A couple of weeks ago, I was cooking tea for my family. Everything was going to plan. I had enlisted the help of my dad to act as sous-chef and we were on schedule to serve up at half-past six. We were cooking Vegan Falafel wraps, served on a homemade flatbread, with sweet potato fries and salad. I had specifically asked my mum to kindly keep out of the kitchen, as I like to be in control when cooking for everyone.
Due to gluten intolerances in the family, I was using Gluten Free flour for the flatbreads. They’re easy to make with just yoghurt (vegan, of course!) and flour in equal measures – it’s an easy way of doing Jamie Oliver’s flatbreads.
Anyway, the time came for me to prepare and fry the flatbreads. I’d made the mixture in advance with no problems, despite the dough being a little wet. However, when I rolled out the dough, everything started to go wrong.

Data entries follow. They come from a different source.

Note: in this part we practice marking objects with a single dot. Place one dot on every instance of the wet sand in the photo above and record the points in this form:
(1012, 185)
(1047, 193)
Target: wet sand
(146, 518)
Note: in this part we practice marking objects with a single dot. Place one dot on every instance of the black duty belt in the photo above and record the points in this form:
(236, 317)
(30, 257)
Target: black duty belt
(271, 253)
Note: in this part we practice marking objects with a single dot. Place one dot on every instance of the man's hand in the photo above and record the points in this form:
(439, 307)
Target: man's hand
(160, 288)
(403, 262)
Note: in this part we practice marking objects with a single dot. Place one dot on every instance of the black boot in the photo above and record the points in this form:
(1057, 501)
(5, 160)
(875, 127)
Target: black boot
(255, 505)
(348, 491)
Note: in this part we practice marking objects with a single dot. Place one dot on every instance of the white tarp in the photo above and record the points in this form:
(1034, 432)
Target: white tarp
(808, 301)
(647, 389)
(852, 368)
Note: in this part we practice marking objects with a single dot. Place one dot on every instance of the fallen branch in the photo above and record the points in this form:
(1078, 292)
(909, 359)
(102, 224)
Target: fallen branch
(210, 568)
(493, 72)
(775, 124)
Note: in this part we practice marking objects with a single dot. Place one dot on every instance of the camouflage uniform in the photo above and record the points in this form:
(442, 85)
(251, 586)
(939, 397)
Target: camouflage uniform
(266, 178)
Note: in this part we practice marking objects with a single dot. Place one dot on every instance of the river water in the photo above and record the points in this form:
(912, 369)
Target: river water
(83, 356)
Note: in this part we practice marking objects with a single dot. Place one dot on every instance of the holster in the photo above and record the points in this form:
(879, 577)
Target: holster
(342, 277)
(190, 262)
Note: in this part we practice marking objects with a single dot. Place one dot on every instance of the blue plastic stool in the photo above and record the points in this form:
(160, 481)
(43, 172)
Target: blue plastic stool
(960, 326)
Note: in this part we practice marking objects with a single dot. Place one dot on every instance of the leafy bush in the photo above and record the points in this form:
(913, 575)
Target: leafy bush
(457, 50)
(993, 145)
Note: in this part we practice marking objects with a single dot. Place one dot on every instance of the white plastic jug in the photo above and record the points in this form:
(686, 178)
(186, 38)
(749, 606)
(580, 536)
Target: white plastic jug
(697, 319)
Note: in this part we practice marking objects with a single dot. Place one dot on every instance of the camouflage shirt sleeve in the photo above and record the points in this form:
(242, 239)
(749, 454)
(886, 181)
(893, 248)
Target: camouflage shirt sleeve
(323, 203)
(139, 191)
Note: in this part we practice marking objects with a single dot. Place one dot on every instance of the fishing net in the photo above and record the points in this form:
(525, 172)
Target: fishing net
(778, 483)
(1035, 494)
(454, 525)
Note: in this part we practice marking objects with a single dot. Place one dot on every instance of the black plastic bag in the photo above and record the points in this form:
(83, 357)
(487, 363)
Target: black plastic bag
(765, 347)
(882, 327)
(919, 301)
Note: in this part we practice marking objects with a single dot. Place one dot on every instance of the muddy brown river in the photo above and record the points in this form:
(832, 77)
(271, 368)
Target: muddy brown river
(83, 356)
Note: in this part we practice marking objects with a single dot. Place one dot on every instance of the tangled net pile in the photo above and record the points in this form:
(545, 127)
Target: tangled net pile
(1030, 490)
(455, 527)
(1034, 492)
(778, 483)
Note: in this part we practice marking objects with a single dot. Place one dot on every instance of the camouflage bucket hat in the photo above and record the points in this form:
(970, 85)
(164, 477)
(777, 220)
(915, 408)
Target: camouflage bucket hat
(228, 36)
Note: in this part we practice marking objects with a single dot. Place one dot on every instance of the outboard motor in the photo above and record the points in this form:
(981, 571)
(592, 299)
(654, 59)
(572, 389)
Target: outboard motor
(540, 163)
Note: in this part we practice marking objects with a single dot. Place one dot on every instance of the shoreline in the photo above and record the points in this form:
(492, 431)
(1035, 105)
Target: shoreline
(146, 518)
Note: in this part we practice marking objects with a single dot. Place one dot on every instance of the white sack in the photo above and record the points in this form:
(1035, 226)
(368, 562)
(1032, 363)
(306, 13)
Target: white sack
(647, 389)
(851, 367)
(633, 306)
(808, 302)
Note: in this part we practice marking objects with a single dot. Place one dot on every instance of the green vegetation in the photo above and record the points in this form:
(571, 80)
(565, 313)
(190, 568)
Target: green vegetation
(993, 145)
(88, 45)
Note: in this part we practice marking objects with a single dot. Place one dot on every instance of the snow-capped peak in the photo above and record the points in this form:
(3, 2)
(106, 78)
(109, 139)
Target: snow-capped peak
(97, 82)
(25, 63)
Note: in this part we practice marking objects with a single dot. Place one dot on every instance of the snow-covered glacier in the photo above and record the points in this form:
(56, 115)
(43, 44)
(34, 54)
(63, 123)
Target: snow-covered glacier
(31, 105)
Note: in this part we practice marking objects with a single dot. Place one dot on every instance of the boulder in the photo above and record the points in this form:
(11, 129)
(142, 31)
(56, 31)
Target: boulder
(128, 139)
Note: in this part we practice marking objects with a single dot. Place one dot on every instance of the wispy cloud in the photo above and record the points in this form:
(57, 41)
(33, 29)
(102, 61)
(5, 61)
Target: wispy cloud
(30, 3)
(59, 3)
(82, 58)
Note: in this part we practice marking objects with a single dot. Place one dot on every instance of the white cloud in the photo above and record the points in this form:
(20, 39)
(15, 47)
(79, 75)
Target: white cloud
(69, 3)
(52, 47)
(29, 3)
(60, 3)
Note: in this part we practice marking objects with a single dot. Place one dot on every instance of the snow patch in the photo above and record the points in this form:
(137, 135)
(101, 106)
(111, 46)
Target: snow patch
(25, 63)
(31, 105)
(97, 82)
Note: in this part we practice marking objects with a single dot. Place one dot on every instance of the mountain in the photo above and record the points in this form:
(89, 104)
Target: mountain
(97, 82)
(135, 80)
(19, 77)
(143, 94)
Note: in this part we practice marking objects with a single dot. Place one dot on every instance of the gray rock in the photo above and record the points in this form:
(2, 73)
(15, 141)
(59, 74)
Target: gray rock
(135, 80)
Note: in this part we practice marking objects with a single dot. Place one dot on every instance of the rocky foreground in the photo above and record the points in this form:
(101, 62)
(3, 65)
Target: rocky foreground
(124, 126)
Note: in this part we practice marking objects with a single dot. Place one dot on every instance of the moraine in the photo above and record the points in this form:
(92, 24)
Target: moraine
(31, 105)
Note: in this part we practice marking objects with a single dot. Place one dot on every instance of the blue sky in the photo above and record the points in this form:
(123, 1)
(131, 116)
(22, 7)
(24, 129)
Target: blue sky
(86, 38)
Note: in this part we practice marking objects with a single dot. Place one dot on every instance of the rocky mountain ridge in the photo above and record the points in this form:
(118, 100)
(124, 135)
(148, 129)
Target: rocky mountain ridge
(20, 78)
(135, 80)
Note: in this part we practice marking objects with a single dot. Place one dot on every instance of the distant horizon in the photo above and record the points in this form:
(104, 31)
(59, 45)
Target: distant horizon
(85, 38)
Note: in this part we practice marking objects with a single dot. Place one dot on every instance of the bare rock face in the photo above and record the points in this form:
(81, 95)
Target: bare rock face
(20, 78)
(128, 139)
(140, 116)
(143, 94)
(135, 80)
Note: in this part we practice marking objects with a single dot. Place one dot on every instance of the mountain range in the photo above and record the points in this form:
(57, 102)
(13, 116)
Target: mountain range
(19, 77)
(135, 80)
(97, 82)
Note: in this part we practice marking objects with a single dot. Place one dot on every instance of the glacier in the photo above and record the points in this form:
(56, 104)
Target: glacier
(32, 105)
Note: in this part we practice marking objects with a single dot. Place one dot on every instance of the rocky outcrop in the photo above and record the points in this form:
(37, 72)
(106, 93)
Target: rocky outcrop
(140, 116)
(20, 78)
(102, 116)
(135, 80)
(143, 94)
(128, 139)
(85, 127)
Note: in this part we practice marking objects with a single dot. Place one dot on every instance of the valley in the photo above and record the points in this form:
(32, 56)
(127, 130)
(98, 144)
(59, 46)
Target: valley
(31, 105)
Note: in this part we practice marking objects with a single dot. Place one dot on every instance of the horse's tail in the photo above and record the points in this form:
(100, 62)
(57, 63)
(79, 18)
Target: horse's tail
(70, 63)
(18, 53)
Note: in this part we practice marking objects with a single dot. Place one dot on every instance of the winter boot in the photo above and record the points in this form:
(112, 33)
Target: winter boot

The dough stuck to my hands and the rolling pin. Then, when I added more flour, the breads just crumbled. I was getting very distressed and losing control of the situation. I just couldn’t get the breads how I wanted them. I’d forgotten about the fries in the oven and still needed to fry the Falafel. It was all going wrong.
My parents came into the kitchen and came to the rescue. My mum took charge of the breads, adding a little olive oil and re-rolling. My dad poured me a beer and calmed me down.
It’s said that too many cooks spoil the broth. I also know I like to be in control.
But this story was my Necessary Humiliation for today. It’s another example of how I can’t do everything on my own. I can’t always be in control. The world just doesn’t work like that. We are dependent on other people, whether we like it or not, and despite our culture telling us we have to be independent.
Actually, it’s building relationships through inter-dependence that makes our lives a lot easier.
When was the last time others came to your aid and worked with you?